Contohnya, Bapak Sutrisno (ayah dari Ibu Wati), yang saat itu menjabat sebagai duta besar Indonesia di Vietnam, juga menghadapi pencabutan kewarganegaraan setelah menolak untuk bekerja di bawah pemerintahan orde baru.
konsekuensinya, Ia beserta seluruh keluarga harus kehilangan identitas mereka sebagai warga negara Indonesia.
Lea Pamungkas.
Seorang aktivis kemanusian, mengungkapkan, “Eksil Indonesia tahun 1965 menunjukkan situasi unik yang belum pernah terjadi di negara lain. Mereka dibuang oleh pemerintah yang sedang berkuasa saat menjadi representasi Indonesia di luar negeri. Mereka kehilangan hak sebagai warga negara dan terkurung di negeri lain selama puluhan tahun,” sambungnya.
Pada sidang International People’s Tribunal di Den Haag tahun 2015, dinyatakan ada sembilan pelanggaran HAM berat terkait kejadian 1965.
Lea menambahkan, “Di antaranya, penyiksaan dan propaganda kebencian menjadi kejahatan yang dialami oleh eksil Indonesia. Tanpa mengalami penyiksaan fisik, mereka tetap merasakan penyiksaan emosinal yang tak kalah menyakitkan. Bukan hanya kehilangan identitas tanpa proses hukum yang adil, tetapi menjadi sasaran stigmatisasi institusional,” katanya.

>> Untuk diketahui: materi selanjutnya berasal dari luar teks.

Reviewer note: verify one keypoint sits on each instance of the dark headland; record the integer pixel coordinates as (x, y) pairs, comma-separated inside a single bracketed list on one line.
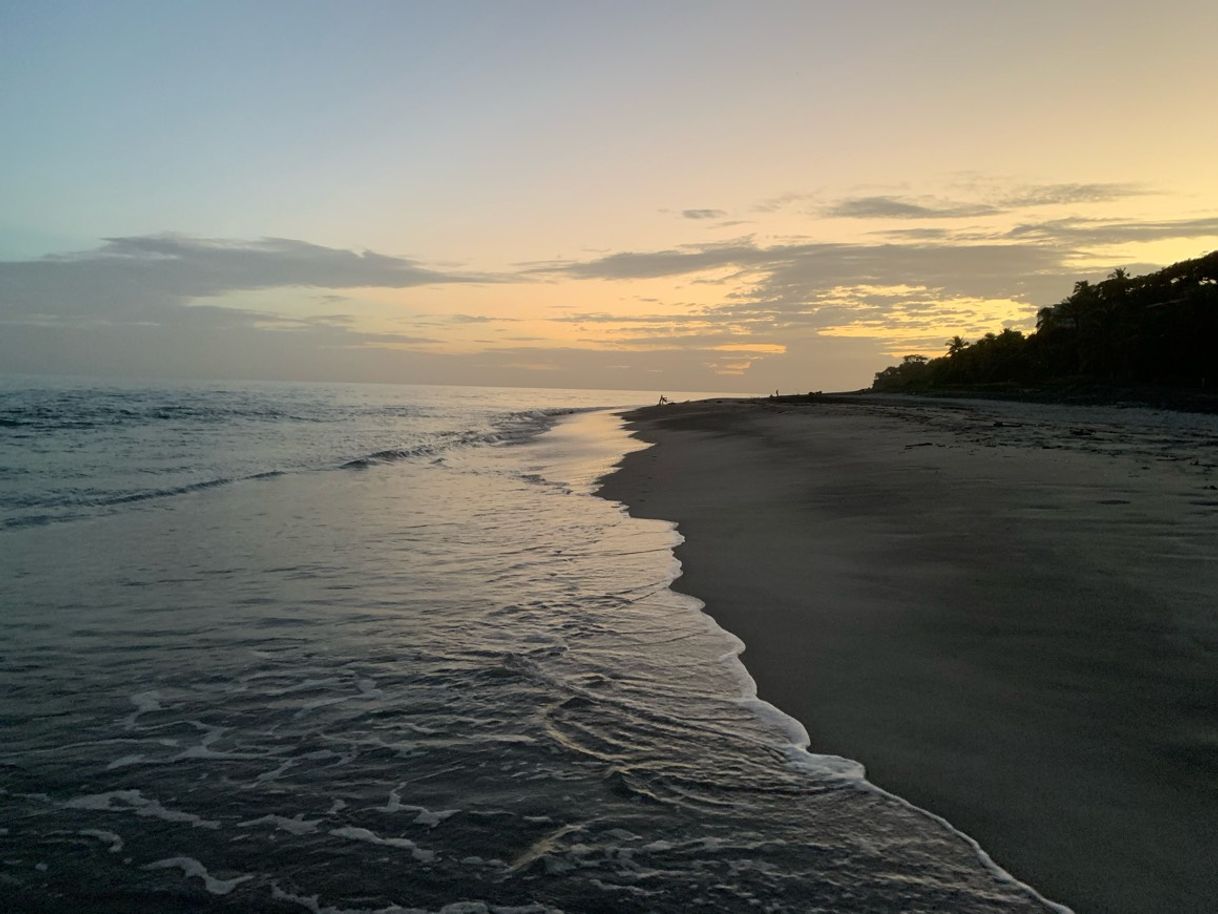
[(1005, 611)]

Bapak Sungkono memperkuat pernyataan tersebut dengan menyebutkan praktik KBRI di Moskow yang menegaskan streotipe negatif kepada para eksil.
“KBRI mengeluarkan surat pencabutan kewarganegaraan secara massal, sekaligus memperingatan warga Indonesia lainnya di Uni Soviet untuk tidak memberikan bantuan apapun, baik moril dan materil,” ungkapnya.
Stigmatisasi tersebut tidak hanya berdampak pada para eksil tetapi juga menimpa keluarga mereka di Indonesia.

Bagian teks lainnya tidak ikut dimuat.